El retroceso frente a los acuerdos adoptados por los partidos políticos y el gobierno en la Secretaría de Gobernación tiene consecuencias obvias y otras que no lo son tanto. Es muy evidente que se ve dañada la credibilidad de quienes pactaron una cosa para luego hacer otra. También es evidente el costo político para el PRI de haber retrocedido frente a esos acuerdos: un ejemplo es el hecho, nada frecuente, de que casi todas las cabezas principales de los diarios editados en la capital mostraban un desacuerdo con la medida.
Queremos ahora referirnos a otro tipo de consecuencias, tal vez no tan obvias. Dado que en el problema del excesivo gasto de campaña el PRI se iba de todos modos solo, el principal cambio a raíz del abandono de los acuerdos fue el relacionado con las coaliciones, que quedan excluidas en lo fundamental.
El asunto de la exclusión de las coaliciones y candidaturas comunes se planteó sobre todo a partir de las elecciones de 1988, luego de que el Frente Democrático Nacional (FDN), constituido originalmente a partir de la candidatura de Cuauhtémoc Cárdenas, logró varios triunfos por este medio. Es más, este frente ganó los dos puestos de senador por el Distrito Federal en esta forma, y en Morelos, pese a haber obtenido mayoría, no los obtuvo porque los partidos del FDN presentaron diferentes candidaturas al Senado. La misma situación se observó con no pocas diputaciones de mayoría.
A partir de esa experiencia, se modificó la legislación excluyendo o limitando seriamente estas posibilidades de conjugación de agrupaciones políticas. Fue la reforma electoral convenida por el gobierno con el PAN. Este último también se había visto desplazado por esas coaliciones y candidaturas comunes, y aceptó, si es que no lo propuso, ese cambio. Para el PAN, esta nueva situación reforzó la imagen que quiere dar: ser la única oposición con posibilidades reales de desplazar al PRI.
La reforma electoral que se ha estado discutiendo, negociando y votando durante los últimos dos años, tuvo como uno de sus ingredientes distintivos el restablecimiento de las coaliciones y de las posibilidades de acción concertada de fuerzas políticas. Este nuevo cambio, obviamente, interesaba al PRD, en cierto sentido heredero del FDN y el que tiene posibilidades reales de coaligarse con fuerzas políticas y sociales. Pero también resultaba atractivo para el PRI y al gobierno, elemento que por lo visto se les olvidó a los priístas que en la Cámara de Diputados se rebelaron contra los llamados Acuerdos de Bucareli. Este atractivo consistió en la posibilidad de evitar que casi todo el voto opositor se volcara hacia el PAN, hecho que había permitido que este partido tuviera una cadena de victorias electorales a partir del principio del actual gobierno.

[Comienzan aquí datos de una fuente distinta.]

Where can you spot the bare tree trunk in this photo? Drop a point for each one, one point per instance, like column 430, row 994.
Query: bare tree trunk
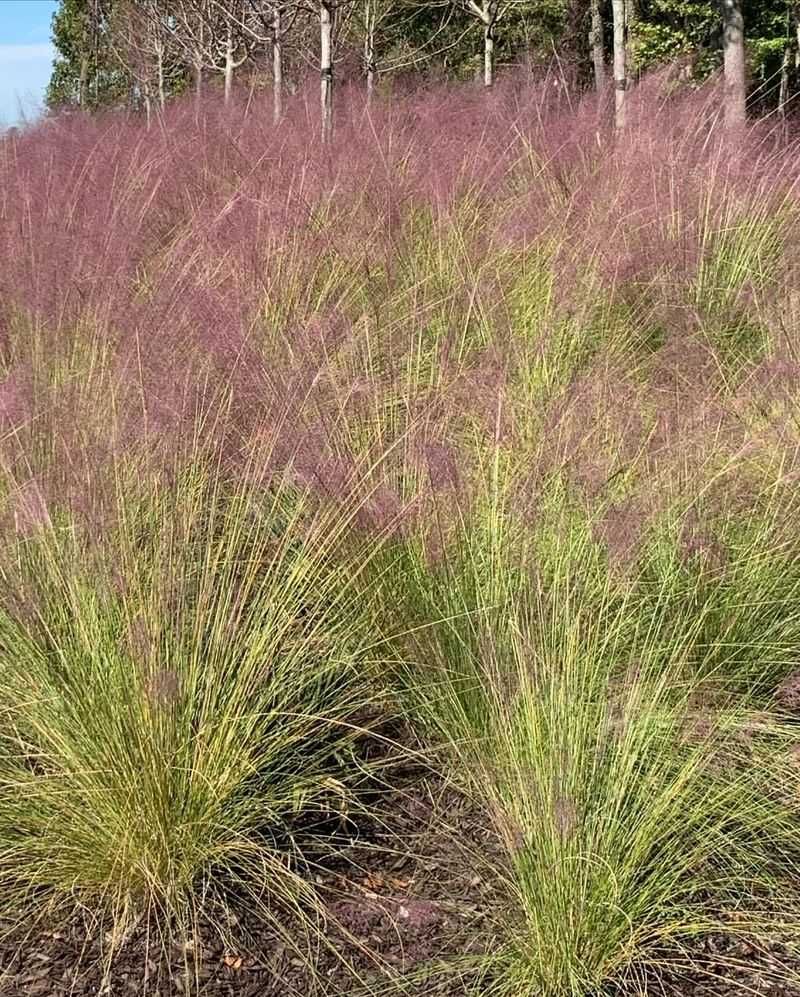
column 162, row 97
column 369, row 45
column 597, row 47
column 783, row 90
column 620, row 62
column 229, row 65
column 147, row 104
column 326, row 66
column 277, row 65
column 83, row 82
column 488, row 54
column 734, row 63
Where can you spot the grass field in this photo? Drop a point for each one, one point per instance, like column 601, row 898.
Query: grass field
column 462, row 453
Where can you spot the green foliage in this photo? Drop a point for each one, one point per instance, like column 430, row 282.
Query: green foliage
column 80, row 37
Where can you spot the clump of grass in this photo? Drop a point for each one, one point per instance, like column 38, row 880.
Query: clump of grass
column 639, row 792
column 175, row 700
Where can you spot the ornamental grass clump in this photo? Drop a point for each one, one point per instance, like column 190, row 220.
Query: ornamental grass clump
column 178, row 706
column 638, row 798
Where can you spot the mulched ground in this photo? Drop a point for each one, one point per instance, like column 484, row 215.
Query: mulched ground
column 400, row 897
column 406, row 895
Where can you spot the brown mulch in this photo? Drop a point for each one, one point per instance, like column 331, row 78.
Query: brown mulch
column 408, row 898
column 401, row 896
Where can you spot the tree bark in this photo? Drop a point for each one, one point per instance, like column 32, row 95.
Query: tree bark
column 369, row 45
column 277, row 66
column 620, row 62
column 734, row 63
column 783, row 90
column 488, row 54
column 229, row 65
column 597, row 47
column 326, row 67
column 162, row 96
column 83, row 83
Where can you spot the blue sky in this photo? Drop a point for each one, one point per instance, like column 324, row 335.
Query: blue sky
column 25, row 55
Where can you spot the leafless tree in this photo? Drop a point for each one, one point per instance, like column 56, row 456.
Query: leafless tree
column 734, row 66
column 597, row 45
column 211, row 34
column 618, row 9
column 488, row 13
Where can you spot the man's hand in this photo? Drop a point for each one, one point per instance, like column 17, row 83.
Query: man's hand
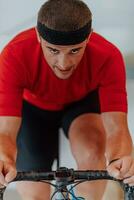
column 7, row 172
column 123, row 168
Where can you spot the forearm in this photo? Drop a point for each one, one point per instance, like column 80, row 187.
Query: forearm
column 118, row 144
column 8, row 149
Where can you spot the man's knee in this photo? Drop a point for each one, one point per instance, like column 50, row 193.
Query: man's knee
column 33, row 190
column 92, row 159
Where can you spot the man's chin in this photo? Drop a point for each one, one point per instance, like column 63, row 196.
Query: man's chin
column 63, row 76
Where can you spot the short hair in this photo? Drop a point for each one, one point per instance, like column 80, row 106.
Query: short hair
column 64, row 15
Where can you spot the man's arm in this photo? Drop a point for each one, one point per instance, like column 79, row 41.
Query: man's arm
column 9, row 127
column 119, row 146
column 119, row 142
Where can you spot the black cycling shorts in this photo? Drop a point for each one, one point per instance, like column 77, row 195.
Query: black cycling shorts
column 37, row 140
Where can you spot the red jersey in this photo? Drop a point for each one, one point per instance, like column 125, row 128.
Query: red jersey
column 25, row 74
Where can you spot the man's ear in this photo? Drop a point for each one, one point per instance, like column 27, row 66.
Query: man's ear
column 38, row 36
column 89, row 36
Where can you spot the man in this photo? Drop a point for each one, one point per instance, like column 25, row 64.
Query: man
column 63, row 74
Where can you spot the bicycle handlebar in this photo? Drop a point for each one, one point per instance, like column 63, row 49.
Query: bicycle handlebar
column 64, row 176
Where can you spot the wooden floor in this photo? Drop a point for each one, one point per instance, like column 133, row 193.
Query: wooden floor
column 113, row 192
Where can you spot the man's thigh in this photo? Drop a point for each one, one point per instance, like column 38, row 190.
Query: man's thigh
column 83, row 126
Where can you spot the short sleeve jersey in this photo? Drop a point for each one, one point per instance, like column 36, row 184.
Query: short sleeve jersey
column 25, row 74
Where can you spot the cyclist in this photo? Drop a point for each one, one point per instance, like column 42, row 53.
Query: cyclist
column 62, row 74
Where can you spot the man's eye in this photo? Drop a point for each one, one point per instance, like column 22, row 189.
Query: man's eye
column 54, row 51
column 74, row 51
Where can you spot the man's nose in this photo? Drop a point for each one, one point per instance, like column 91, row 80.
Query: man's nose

Para el gobierno y para el PRI, la posibilidad de que el PAN ganara la elección de 1997 y luego la presidencial del 2000, llegó a ser inminente. De ahí que la restitución al PRD de derechos de coalición que le habían sido arrebatados en el sexenio pasado, tuviera mucho sentido. En cambio, el PAN, en su oposición de los últimos días al proyecto de reforma, se concentró en los recursos económicos excesivos: la supresión de las coaliciones del proyecto no sólo no le afectaba, sino que le resultaba útil para volver a una situación en la que pudiera presentarse como la única oposición con posibilidades reales de derrotar al PRI en las elecciones.
Con el bandazo de la diputación priísta, el PAN resultó ser el beneficiado, por partida doble. Primero, el costo político del retroceso lo asume el PRI, y segundo, el PAN tiene un punto a favor de su papel de alternativa para los que no votan a favor de alguien sino en contra del gobierno, que no son pocos. Para el PRI, además de cargar con el desprestigio, lo hace en beneficio de otros, al punto de que podría perder por ello la próxima elección del Distrito Federal, por ejemplo.